I'm afraid that when I preach to others I might be disapproved and, therefore, I discipline myself.

How many Christians make it a real business? It's a sideline with us today! If we feel just right and if the weather is just right, we'll go to church. But we never make a sacrifice for Him! I tell you, He sees you today! You think He is dead? O, what a surprise you gonna' have someday, when you're brought into His presence.

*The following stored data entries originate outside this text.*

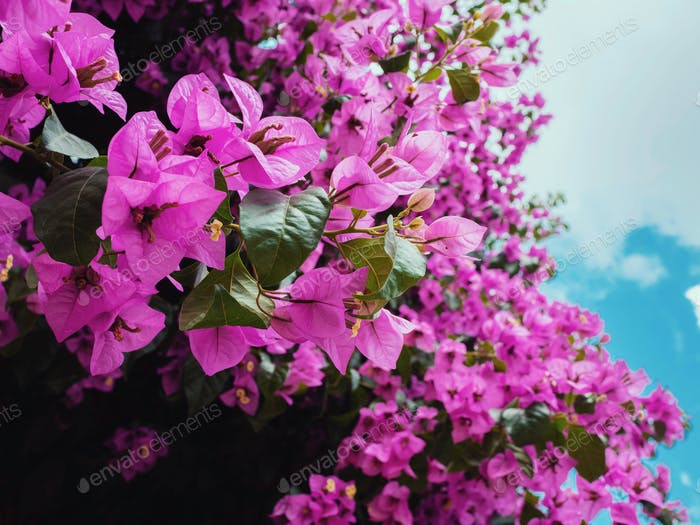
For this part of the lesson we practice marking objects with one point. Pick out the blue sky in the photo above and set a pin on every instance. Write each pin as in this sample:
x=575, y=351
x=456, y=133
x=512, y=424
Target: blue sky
x=624, y=147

From McGee's book Love, Liberation & the Law:
Is God being unfair? Will He punish the children of sinning parents? Dr. G. Campbell Morgan gives a fine interpretation of this:
To pass on to children a wrong conception of God . . . is the most awful thing a man can do . . . When a man puts something, as the object of his worship, in the place of God, he passes on the same practice to his offspring. What a terrible heritage he is thus handing down to the child!

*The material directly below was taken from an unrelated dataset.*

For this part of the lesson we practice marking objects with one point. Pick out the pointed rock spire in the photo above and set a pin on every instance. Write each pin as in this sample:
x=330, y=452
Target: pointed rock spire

But notice the gracious promise standing side by side with the warning: . . . "Showing mercy unto a thousand generations of them that love Me, and keep My commandments."... Here is a remarkable comparison-God visits the iniquity to the third and fourth generation; but He shows mercy unto the thousandth generation! If a man will commit to his posterity a worship which is true, strong, whole-hearted, and pure, and will sweep away all that interferes between himself and God, he is more likely to influence for good the thousandth generation that follows him than a man of the opposite character is to touch that generation with evil.... Whenever a man stops short of that face-to-face worship of the Eternal God, he is working ruin to his own character, because he is breaking the commandment of God. (Morgan, The Ten Commandments, pp. 34, 35)
...
There are too may folk today who are supposed to be Bible teachers and preachers and witnesses for Him, even among the laity, who do not know the Word of God. I am sorry to say that, but it happens to be true. As a result of not knowing the Word of God, they don't really know God. It is necessary to know the Word of God in order to know Him.
From McGee's Questions and Answers program (link):
Q: How Did God Speak to Moses?
A: In the formulation of the canon of Scripture, God spoke in many ways. He spoke sometimes through an angel. He actually spoke sometimes through dreams; He spoke to Joseph by dreams. And sometimes He spoke audibly to the individual. I believe that on the top of Mount Sinai God spoke audibly to Moses. Moses couldn’t see anyone – God is a spirit, as you know. In fact, Moses finally asked! And when anyone says that Moses saw God, all he saw was the glory of God. God manifested His glory, and that glory was visible in the tabernacle. Those were the only people that ever have had a visible presence of God. Now the church does not have a visible presence. The Lord Jesus drew down the curtain on that. When He came, He laid aside His glory. When they talk about what it was the Lord Jesus emptied Himself of, it wasn’t His deity but His glory. The glory was not manifested at all. A lady told me recently she had a dream and the Lord Jesus stood at the foot of her bed and talked to her. I suggested to her that she probably ought to pay attention to what she had for dinner the night before, because He didn’t speak to her. I asked her, “What did He look like?” And she said, “Just like He does in all His pictures!” But the pictures we have of Jesus are not of Him but of some Italian in the Middle Ages who posed for the picture. Today God is speaking in His Word. But then He spoke many ways in getting His Word through to man, and one of them was to speak audibly as He did to Moses.